Cloud has not been an easy switch for the Commonwealth of Massachusetts, which, as Lisa Moorehead, MIS/IT Director in the Massachusetts Department of Public Utilities, pointed out, hasn't been fast to embrace new technology paradigms.

"We've had cuts for a number of years now," Moorehead said. "Out-of-state travel immediately is gone, then we start with seminars, then it's the office supplies budget, and then, for IT, it begins with the loss of contractors. And since salaries don't often match private sector, you don't get the talent you might. We're trying not to cut further. We've standardized on servers and desktops and software. I mean, if 135 different state agencies and divisions use one of seven different payroll systems, let's get it down to one or two. That kind of move."

Partners who have a deep understanding of those realities are the ones who get public sector business, the CIO panelists said. Managed services and hosted computing options, which several panelists said were off the table even five years ago thanks to wanting to manage IT and data in-house and preserve jobs, are now a reality.

"I know I can't go out and hire the talent myself," said Alan Watson, senior vice president of information technology for Educational Services of America. "Managed services I think will be an absolute must."

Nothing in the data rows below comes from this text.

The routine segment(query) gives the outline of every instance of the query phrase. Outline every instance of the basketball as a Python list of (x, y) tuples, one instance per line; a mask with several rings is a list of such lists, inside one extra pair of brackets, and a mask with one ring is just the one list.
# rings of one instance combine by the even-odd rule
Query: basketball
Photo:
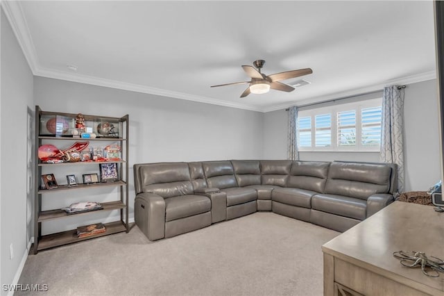
[(51, 133), (60, 135), (69, 129), (69, 124), (64, 119), (53, 117), (46, 122), (46, 129)]

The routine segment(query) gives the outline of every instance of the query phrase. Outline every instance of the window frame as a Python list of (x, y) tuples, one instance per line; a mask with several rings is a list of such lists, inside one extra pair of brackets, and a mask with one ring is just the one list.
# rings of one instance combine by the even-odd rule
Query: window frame
[[(361, 140), (362, 134), (362, 122), (361, 112), (362, 109), (368, 108), (380, 107), (382, 104), (382, 98), (376, 97), (365, 101), (355, 101), (350, 103), (344, 103), (336, 104), (330, 106), (314, 108), (307, 110), (302, 110), (298, 112), (298, 122), (299, 124), (299, 119), (310, 117), (311, 118), (311, 146), (300, 147), (299, 143), (299, 129), (298, 129), (298, 149), (301, 152), (379, 152), (381, 149), (381, 145), (375, 145), (374, 147), (368, 145), (363, 145)], [(338, 113), (344, 111), (355, 110), (356, 114), (356, 145), (354, 146), (339, 146), (338, 145)], [(315, 117), (325, 114), (330, 114), (331, 115), (331, 145), (330, 147), (316, 147), (316, 126)], [(381, 133), (382, 133), (382, 123), (381, 123)]]

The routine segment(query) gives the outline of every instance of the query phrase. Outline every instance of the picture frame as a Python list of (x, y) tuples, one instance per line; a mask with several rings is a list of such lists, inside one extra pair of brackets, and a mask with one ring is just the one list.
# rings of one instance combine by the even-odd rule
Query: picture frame
[(84, 184), (99, 183), (99, 176), (97, 174), (83, 174), (83, 176)]
[(117, 163), (101, 163), (99, 167), (101, 182), (114, 182), (119, 180), (119, 170)]
[(46, 189), (53, 189), (58, 187), (54, 174), (42, 174), (42, 179)]
[(96, 161), (100, 158), (103, 158), (103, 147), (92, 147), (92, 159), (93, 161)]
[(91, 157), (91, 151), (89, 149), (86, 149), (86, 151), (83, 151), (80, 152), (81, 160), (82, 161), (92, 161), (92, 158)]
[(76, 179), (76, 175), (75, 174), (67, 175), (67, 183), (68, 184), (68, 186), (76, 186), (77, 179)]

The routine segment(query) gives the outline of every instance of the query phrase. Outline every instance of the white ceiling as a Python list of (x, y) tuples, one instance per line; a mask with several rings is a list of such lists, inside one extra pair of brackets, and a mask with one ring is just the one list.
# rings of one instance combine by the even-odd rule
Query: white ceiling
[[(2, 5), (38, 76), (262, 112), (436, 77), (431, 1)], [(249, 80), (241, 65), (259, 58), (266, 74), (311, 67), (311, 84), (210, 88)]]

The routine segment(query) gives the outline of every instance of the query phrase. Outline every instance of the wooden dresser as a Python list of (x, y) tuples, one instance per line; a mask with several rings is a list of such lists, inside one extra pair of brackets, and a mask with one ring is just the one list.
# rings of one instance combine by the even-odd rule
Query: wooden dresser
[(444, 213), (395, 202), (322, 247), (325, 295), (444, 295), (444, 274), (402, 267), (396, 251), (444, 259)]

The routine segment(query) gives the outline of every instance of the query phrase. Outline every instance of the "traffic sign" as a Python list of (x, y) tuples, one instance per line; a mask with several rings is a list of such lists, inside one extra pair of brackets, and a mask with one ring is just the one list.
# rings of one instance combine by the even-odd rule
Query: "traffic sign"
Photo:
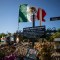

"Before it was something we would fight. We always thought we could do it better than you," Cross added. "But we'll gladly hand it over to you, assuming you have a track record. We're much more open. We're losing our staff, but the level of service we're expected to perform is still there."

Financial managers within their organizations are also understanding how technology can replace what's had to be cut, and why strategic investments can save more money in the long-run.

"I've been spending time with our CFO and helping him understand the need for technology, and how it helps with business processes in the centers we run," Watson said. "Financial managers are starting to understand that it's very useful in all aspects of the business and it can't just be about the dollar right then."

Ultimately, CIOs crave flexibility. Mike Conroy, CxPO SE&I Modeling & Simulation Manager at NASA, said that consolidated contract vehicles helped with procurement, but when it comes to things like cloud, he was wary of things that might save money but might end up disrupting productivity.

"Call it my personal paranoia, but when the data starts to move into the cloud and other places, you can get into a kind of twitchy situation," he said. "A lot of the things that save us some money might not help us manage risk."